This is my second Ultra, after the first one corrupted files lasting ~2 month, and a new problem…
This new stick does not like system power on as it will produce an I/O error hence switching this device to read only (Win7). I can fix the issue by pulling it off the USB3 port, plug it into an USB2 port and format/testing it there no problems - then plug it back into the USB3 port and all is well until the next day pwr on. To prevent the pwr on issue I now pull the stick after pwr off (in the evening) and plug it back in after the system is booted up to desktop - this way all is fine and working properly. I have a 5GB SpeedBoost cache activated on this stick.

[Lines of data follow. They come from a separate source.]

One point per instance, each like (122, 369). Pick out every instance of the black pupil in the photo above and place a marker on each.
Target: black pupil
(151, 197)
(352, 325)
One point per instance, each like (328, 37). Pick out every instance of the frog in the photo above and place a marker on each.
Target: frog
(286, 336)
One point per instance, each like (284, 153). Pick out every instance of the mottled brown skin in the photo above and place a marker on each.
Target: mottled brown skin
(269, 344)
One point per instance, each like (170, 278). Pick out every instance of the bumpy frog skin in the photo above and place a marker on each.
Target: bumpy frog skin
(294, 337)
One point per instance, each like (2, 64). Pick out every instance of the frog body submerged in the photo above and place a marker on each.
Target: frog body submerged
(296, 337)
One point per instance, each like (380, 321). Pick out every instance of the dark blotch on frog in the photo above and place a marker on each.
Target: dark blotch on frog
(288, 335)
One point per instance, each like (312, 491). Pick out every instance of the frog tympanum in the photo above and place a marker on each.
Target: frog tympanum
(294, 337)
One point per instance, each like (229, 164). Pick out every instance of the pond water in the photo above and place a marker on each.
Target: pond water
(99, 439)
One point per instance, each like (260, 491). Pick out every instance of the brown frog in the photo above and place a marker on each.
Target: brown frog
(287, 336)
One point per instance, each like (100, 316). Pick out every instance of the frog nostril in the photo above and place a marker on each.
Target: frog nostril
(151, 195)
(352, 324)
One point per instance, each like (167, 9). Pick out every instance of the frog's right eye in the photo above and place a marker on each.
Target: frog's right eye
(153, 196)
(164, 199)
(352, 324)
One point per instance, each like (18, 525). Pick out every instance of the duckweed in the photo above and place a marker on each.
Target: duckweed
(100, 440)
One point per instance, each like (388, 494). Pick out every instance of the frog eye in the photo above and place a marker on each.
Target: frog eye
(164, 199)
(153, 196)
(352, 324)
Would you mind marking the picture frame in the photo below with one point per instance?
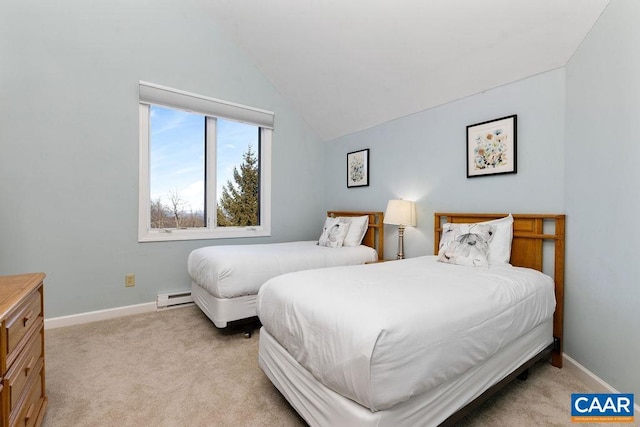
(492, 147)
(358, 168)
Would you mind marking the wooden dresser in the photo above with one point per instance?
(22, 395)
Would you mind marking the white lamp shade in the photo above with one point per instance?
(400, 212)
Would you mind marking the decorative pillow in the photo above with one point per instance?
(334, 232)
(357, 229)
(500, 245)
(466, 244)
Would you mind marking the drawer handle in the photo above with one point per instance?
(28, 415)
(29, 366)
(26, 318)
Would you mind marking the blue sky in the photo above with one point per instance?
(177, 154)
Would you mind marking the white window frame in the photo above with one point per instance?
(210, 107)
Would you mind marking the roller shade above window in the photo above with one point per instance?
(169, 97)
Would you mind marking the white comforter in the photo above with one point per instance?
(238, 270)
(382, 333)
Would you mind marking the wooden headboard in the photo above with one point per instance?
(526, 251)
(374, 237)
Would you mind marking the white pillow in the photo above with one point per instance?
(334, 232)
(357, 229)
(466, 244)
(500, 244)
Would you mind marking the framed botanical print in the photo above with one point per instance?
(491, 147)
(358, 168)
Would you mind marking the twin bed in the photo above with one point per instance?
(420, 341)
(226, 279)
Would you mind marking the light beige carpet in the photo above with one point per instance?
(174, 368)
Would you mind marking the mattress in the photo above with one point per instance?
(321, 406)
(239, 270)
(380, 334)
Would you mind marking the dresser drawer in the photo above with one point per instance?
(28, 412)
(28, 364)
(21, 320)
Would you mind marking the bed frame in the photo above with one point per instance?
(531, 234)
(526, 251)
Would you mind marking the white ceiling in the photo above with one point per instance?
(347, 65)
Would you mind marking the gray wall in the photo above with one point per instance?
(422, 157)
(69, 139)
(602, 199)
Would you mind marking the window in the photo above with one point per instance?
(205, 167)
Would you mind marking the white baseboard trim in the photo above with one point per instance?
(93, 316)
(591, 380)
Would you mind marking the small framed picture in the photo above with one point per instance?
(358, 168)
(491, 147)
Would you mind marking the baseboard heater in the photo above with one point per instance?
(174, 299)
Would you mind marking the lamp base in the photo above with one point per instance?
(400, 242)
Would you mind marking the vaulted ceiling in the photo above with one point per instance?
(347, 65)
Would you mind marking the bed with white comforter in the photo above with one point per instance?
(378, 337)
(225, 279)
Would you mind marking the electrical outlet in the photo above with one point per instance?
(129, 280)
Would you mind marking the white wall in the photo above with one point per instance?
(422, 157)
(602, 198)
(69, 137)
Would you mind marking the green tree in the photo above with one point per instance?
(238, 204)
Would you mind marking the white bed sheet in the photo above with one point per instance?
(238, 270)
(321, 406)
(390, 331)
(221, 311)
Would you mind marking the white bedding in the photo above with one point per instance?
(382, 333)
(239, 270)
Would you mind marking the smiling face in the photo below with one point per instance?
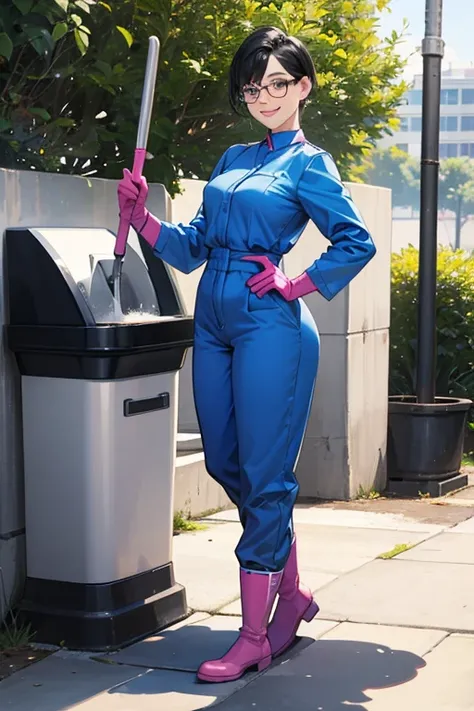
(274, 109)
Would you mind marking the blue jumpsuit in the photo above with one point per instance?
(255, 359)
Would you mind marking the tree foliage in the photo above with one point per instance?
(71, 74)
(456, 191)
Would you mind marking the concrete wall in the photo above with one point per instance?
(345, 443)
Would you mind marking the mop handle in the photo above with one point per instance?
(142, 136)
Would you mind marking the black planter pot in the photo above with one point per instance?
(425, 445)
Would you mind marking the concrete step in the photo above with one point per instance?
(195, 493)
(188, 442)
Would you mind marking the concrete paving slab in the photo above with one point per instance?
(464, 527)
(444, 548)
(182, 648)
(330, 675)
(311, 578)
(334, 550)
(162, 690)
(206, 565)
(203, 558)
(59, 682)
(318, 516)
(403, 592)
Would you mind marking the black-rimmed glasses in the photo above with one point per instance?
(277, 89)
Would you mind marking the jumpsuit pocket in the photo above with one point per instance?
(272, 301)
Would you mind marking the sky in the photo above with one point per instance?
(458, 27)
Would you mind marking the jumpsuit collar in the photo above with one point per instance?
(278, 140)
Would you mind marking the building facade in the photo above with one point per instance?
(456, 122)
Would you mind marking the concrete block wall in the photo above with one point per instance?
(345, 443)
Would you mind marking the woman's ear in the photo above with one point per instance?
(305, 87)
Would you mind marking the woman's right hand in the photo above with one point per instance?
(132, 197)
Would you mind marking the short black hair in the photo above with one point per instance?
(251, 59)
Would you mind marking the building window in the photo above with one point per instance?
(467, 123)
(468, 96)
(415, 97)
(448, 123)
(467, 150)
(448, 150)
(449, 96)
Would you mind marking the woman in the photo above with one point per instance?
(256, 347)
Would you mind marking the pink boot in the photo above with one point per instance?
(258, 592)
(295, 603)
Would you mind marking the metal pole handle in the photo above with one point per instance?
(146, 111)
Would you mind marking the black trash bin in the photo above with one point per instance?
(99, 408)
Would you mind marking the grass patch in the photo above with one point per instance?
(468, 460)
(396, 550)
(183, 524)
(368, 494)
(14, 634)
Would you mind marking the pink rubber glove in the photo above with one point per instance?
(132, 198)
(273, 278)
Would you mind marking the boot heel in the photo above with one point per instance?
(264, 663)
(311, 612)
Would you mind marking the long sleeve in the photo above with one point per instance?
(327, 202)
(182, 246)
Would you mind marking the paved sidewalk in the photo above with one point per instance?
(392, 633)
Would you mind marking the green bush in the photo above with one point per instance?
(455, 319)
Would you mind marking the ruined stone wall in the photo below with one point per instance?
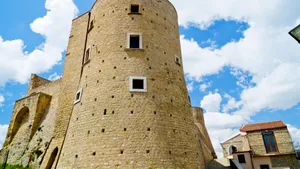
(112, 127)
(283, 139)
(207, 147)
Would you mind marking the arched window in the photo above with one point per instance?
(20, 119)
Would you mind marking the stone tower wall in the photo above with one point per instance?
(153, 129)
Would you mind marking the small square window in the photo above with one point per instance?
(135, 9)
(177, 60)
(78, 96)
(134, 40)
(138, 84)
(242, 158)
(87, 55)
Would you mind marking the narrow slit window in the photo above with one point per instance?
(135, 9)
(138, 84)
(78, 96)
(87, 55)
(177, 60)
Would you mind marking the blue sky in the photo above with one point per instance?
(232, 60)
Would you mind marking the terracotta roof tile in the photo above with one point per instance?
(263, 126)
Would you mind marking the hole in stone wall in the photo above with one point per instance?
(135, 9)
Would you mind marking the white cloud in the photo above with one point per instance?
(211, 102)
(55, 27)
(3, 131)
(231, 104)
(190, 86)
(204, 86)
(54, 77)
(266, 53)
(2, 99)
(295, 133)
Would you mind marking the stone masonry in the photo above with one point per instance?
(111, 126)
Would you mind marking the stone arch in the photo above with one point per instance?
(52, 158)
(21, 118)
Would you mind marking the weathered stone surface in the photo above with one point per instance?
(153, 129)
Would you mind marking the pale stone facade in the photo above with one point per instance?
(109, 125)
(252, 147)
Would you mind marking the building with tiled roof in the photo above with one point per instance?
(266, 145)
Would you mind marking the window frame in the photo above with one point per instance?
(140, 35)
(89, 56)
(139, 9)
(270, 134)
(179, 60)
(131, 78)
(80, 95)
(243, 160)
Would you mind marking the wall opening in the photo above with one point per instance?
(138, 84)
(134, 41)
(52, 158)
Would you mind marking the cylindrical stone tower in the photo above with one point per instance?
(132, 108)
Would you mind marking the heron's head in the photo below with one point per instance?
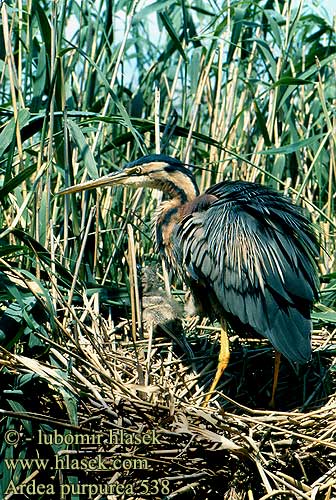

I somehow have the feeling the core problem is the slow write speed of this stick (~20MB/s while reading is a ~100MB/s) hence it takes too long to write the cache file hence triggering an timeout resulting into an IO error?!
The USB3 controller is a VIA integrated on the mobo (Gigabyte 990FXA-UD3 rev4.0)
I am not exactly amused about Sandisk product quality standards.
If anyone got an idea how to fix this issue lemme know please
The hidden FOUND.00x files are created by Windows when it tries to fix corrupt drive problems.
USB drives are designed to be removable and the safe way to remove them is by using the Windows Safe Remove option. And the removal should be done before shutting the system down. It seems that you are treating the USB drive as a harddrive, and leaving it plugged in when you shut the system down and Windows isn’t writing the large 5 GB file Boost file completely before it finishes shutting down.
Be sure you have Windows set to use the USB drive in the Safe mode rather than the Performance mode. And be sure to Safely Remove the drive before shutting the system down and you should be fine.
I am pretty sure Win7 will shutdown/flush the usb devices properly when powering off or even rebooting - there is no need to safe remove it first and btw, yes, my usb3 seagate (desktop expansion) hdd got zilch problems and just runs without disconnecting first all the time. Interesting bs interpretation to have the stick remove first or it will corrupt (due to slow writes)!?
There is no use to try to blame me for an apparent bad product design. Sounds to me like no Sandisk anymore!
what a sad state (of quality) the technology industry is into!
A USB hard drive and a USB flash drive are not the same thing. Windows Explorer shows the USB flash drive as being a Removable drive but not the USB hard drive. Windows treats the drives differently at shutdown.
As for your backup software problem it opens the door to the possibility your flash drive is a counterfeit was could contribute to some of the problems you are experiencing. Take it back to where you bought it and complain.